Michael Thomas Tweets NFL Rule About Reversal of Loss After 'Unfair Acts'

Tyler Conway@jtylerconwayFeatured ColumnistJanuary 21, 2019

NEW ORLEANS, LOUISIANA - JANUARY 20: Michael Thomas #13 of the New Orleans Saints runs the ball against the Los Angeles Rams during the first quarter in the NFC Championship game at the Mercedes-Benz Superdome on January 20, 2019 in New Orleans, Louisiana. (Photo by Chris Graythen/Getty Images)
Chris Graythen/Getty Images

Michael Thomas wants the NFL to award the New Orleans Saints a win he feels they rightfully deserve.

The Saints wideout tweeted "Rule 17 Section 2 Article 3" early Monday morning, a reference to a part of the NFL rulebook that allows the league to reverse an outcome of a game affected by "unfair acts":

The passage of the rulebook reads:

The Commissioner’s powers under this Section 2 include the imposition of monetary fines and draft-choice forfeitures, suspension of persons involved in unfair acts, and, if appropriate, the reversal of a game’s result or the rescheduling of a game, either from the beginning or from the point at which the extraordinary act occurred. In the event of rescheduling a game, the Commissioner will be guided by the procedures specified in 17-1-5–11, above. In all cases, the Commissioner will conduct a full investigation, including the opportunity for hearings, use of game video, and any other procedure the Commissioner deems appropriate.

Thomas' plea is almost certainly going to fall on deaf ears. The NFL has never used this rule to reverse a game's outcome, and such a decision would be unprecedented in modern professional sports. Not only would it affect the franchises involved but also millions of dollars in gambling money and accommodations made by Rams fans in Atlanta, the site of Super Bowl LIII.

Odds are the NFL will issue a statement at some point Monday admitting the officials missed a pass interference and helmet-to-helmet call against Rams cornerback Nickell Robey-Coleman and move on. It's possible the league will look into expanding replay to include penalties this offseason, but nothing will be done to reverse the outcome.

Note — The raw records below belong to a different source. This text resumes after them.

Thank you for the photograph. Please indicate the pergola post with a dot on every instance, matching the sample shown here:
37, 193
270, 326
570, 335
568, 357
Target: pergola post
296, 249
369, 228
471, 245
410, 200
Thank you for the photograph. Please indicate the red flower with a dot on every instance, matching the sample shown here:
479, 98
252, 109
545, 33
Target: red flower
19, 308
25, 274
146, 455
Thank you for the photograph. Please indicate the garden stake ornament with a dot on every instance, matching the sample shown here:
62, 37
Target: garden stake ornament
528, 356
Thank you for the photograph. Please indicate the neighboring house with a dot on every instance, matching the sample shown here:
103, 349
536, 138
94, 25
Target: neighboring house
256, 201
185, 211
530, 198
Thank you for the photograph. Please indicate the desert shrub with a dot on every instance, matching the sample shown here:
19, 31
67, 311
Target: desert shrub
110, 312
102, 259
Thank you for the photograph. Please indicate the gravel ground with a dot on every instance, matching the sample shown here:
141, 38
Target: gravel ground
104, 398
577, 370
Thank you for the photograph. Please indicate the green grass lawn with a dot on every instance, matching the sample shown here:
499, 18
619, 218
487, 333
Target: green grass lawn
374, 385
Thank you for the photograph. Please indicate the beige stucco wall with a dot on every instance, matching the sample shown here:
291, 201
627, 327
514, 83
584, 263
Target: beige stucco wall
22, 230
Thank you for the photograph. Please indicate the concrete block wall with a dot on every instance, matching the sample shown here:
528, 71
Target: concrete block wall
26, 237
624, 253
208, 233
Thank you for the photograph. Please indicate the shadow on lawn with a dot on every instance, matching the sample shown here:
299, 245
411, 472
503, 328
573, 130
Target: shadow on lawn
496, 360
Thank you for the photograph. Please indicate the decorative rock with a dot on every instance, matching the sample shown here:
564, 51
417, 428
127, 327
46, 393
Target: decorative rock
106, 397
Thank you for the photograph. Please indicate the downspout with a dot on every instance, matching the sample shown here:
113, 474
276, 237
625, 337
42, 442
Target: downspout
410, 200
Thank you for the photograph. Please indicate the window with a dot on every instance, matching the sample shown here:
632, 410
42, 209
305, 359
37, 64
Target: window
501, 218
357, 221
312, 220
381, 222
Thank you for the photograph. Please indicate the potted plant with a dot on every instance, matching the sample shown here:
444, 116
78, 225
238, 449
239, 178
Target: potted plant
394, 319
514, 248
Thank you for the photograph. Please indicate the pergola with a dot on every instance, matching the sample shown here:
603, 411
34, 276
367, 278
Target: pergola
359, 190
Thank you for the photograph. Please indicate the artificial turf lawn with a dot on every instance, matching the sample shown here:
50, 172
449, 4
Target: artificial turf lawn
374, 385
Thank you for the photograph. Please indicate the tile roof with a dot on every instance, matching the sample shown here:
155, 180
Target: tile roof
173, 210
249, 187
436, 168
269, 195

Robey-Coleman committed what even he admitted was an obvious pass interference penalty on Tommylee Lewis with 1:45 remaining in Sunday's NFC Championship Game. Had the call been made, the Saints would have been able to drain the clock and set up a potential game-winning score.

"Ah, hell yeah, that was PI," Robey-Coleman told reporters in the locker room. "I did my part. Referee made the call. We respect it."

Instead, the Rams got the ball back with 1:41 on the clock down 23-20 and tied the game up with a Greg Zuerlein field goal. Zuerlein later won the game for Los Angeles with a 58-yarder following a Drew Brees interception.

"We all want to get it right, right?" Saints coach Sean Payton said. "We've got the technology where we can...we've got plenty of technology to speed things up, and look, I'm on the competition committee, so hopefully that provides a voice. But I hope no other team has to lose a game the way we lost that one today, though. We were in a position, like I said, to be right on there on the 10-yard line, whatever-yard line, and be on our knee for three plays. It's disappointing."

"Listen, it's tough to get over it," Payton later said. "My problem, it was, I just don't know, if we were playing pickup football in the backyard, the team that committed the foul...it was as obvious a call, and how two guys can look at that and come up and arrive with their decision...it happened though, so we can't dwell on it. We'll probably never get over it." 

Payton said the NFL told him over the phone that the officiating crew missed the call. Odds are admissions of fault will do nothing to assuage the frustration in New Orleans.